The Lone Ranger and Tonto ride again, and it's a beautiful mess
I will admit up front that I absolutely love Westerns. As a kid, I used to watch Shane from time to time and I always thought highly of it, even though in those days I wished it had more action. The movie that really got me started on oaters though was The Cowboys, an old John Wayne classic that has sadly been largely forgotten. I became a Western junky after watching that movie, and I still haven't entirely let it go.
I wasn't planning on seeing The Lone Ranger for several reasons. For one, I have zero familiarity with the original show or characters; they meant nothing to me, despite my fondness for Westerns, and all I knew was that they had a slight whiff of '50s cheesiness about them. Also, the trailer for this movie was genuinely awful. It looked like a heavy handed, joyless train wreck (literally - lots of crashing trains in this movie).
Fortunately, I am lucky enough to be romantically involved with an exceptionally intelligent, interesting and beautiful young woman whose movie tastes overlap with my own but occasionally differ. This means that I end up seeing movies I would resist watching if left to my own devices. Last night, the young lady dragged yours truly to The Lone Ranger, and I am glad I saw it.
For starters, let me admit that this movie is a mess. A huge, huge mess in fact. Clocking in at 149 minutes and filmed partially in Monument Valley, one of the most breathtaking locations in which a movie can be shot, this is a movie that goes big. Very big. The budget seems to have been somewhere in the neighborhood of $250 million; I'm not surprised. You can see they spent a lot of money making this picture, and spent it well. It's a beautiful movie.
But the plot is a mess, there are way, way too many themes and motifs crammed in, and there are long segments where the movie seems to wander aimlessly. Johnny Depp is great as the freakazoid Tonto, and Armie Hammer is solid as The Lone Ranger. The supporting cast is excellent, too: Tom Wilkinson shows up to play his usual slimy villain, William Fichtner is nearly unrecognizably creepy (and let's face it, dude's already creepy as hell on a good day) as a cannibalistically-inclined villain, Helena Bonham Carter shows up as the madame of a brothel, and look, there's Stephen Root sporting muttonchops.
The movie references a lot of different Westerns. It most directly parallels the great Once Upon a Time in the West, while other plot threads pay homage to The Searchers (which made better use of Monument Valley than any movie ever has), the 1939 Jesse James flick that starred Tyrone Power and Henry Fonda, and also pretty much every movie that ever involved Kevin Costner and a horse and a gun.
It's a shame that this movie has flopped so badly. It's not great, but it's fun and worth seeing, and it's too bad that it was dead on arrival. This pretty much means that the Western is now in permanent residence at Boot Hill, which is a shame. Westerns are part of our founding American mythology, and this is a Western that actually dares to subvert that mythology and raise uncomfortable questions about race and genocide. It seems a sad truism though that the cowboy has gone the way of the dodo, replaced first by GI grunts in WWII flicks and then by superheroes and now by various characters fighting the never-ending supply of zombies at the movies.
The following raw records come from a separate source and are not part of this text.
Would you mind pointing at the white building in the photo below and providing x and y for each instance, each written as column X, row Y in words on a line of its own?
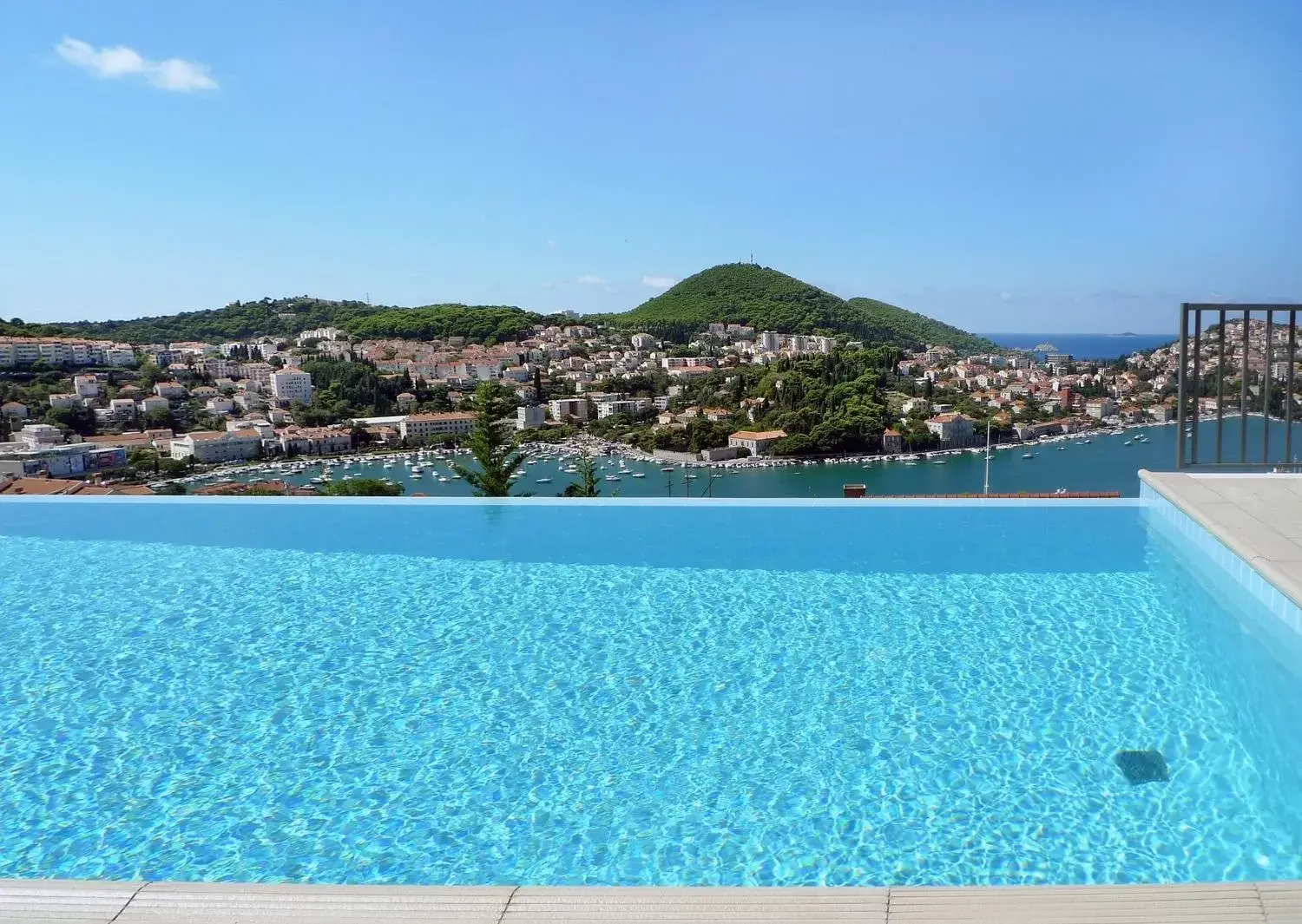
column 426, row 426
column 630, row 406
column 39, row 436
column 292, row 385
column 122, row 409
column 956, row 429
column 315, row 440
column 153, row 403
column 757, row 442
column 260, row 372
column 568, row 408
column 530, row 416
column 208, row 447
column 1101, row 408
column 322, row 333
column 172, row 390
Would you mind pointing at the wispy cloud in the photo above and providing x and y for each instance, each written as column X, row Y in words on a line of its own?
column 117, row 62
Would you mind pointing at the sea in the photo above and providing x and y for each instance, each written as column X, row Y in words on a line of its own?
column 1104, row 346
column 1093, row 462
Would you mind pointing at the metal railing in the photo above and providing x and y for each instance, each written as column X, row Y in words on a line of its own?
column 1252, row 335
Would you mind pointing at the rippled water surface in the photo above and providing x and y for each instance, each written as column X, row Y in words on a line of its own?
column 184, row 712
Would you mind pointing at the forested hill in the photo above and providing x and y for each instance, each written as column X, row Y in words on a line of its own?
column 286, row 317
column 744, row 293
column 736, row 293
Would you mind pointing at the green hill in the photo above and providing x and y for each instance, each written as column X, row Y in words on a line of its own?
column 744, row 293
column 286, row 317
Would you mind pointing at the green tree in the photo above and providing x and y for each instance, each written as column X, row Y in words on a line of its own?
column 362, row 487
column 588, row 486
column 494, row 452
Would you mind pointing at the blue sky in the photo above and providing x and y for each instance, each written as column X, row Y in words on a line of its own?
column 1000, row 166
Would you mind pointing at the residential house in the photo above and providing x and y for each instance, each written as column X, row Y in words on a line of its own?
column 427, row 426
column 292, row 387
column 15, row 410
column 755, row 442
column 530, row 416
column 210, row 447
column 172, row 390
column 564, row 409
column 314, row 440
column 953, row 429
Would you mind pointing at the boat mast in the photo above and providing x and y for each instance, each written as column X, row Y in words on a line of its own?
column 986, row 489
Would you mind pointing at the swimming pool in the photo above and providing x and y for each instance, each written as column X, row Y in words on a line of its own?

Still, the spirit of the West lives on. People talk about Die Hard contributing genetic material to pretty much every action movie made since its release. People forget that John McClane was an evolution of an earlier prototype: John Wayne. The times change and our heroes have gone from morally resolute and indomitable to troubled and flawed, but every time a hero or anti-hero takes a stand against great odds and refuses to give up, the ghosts of cowboys past ride again. Hi-ho, Silver, and away!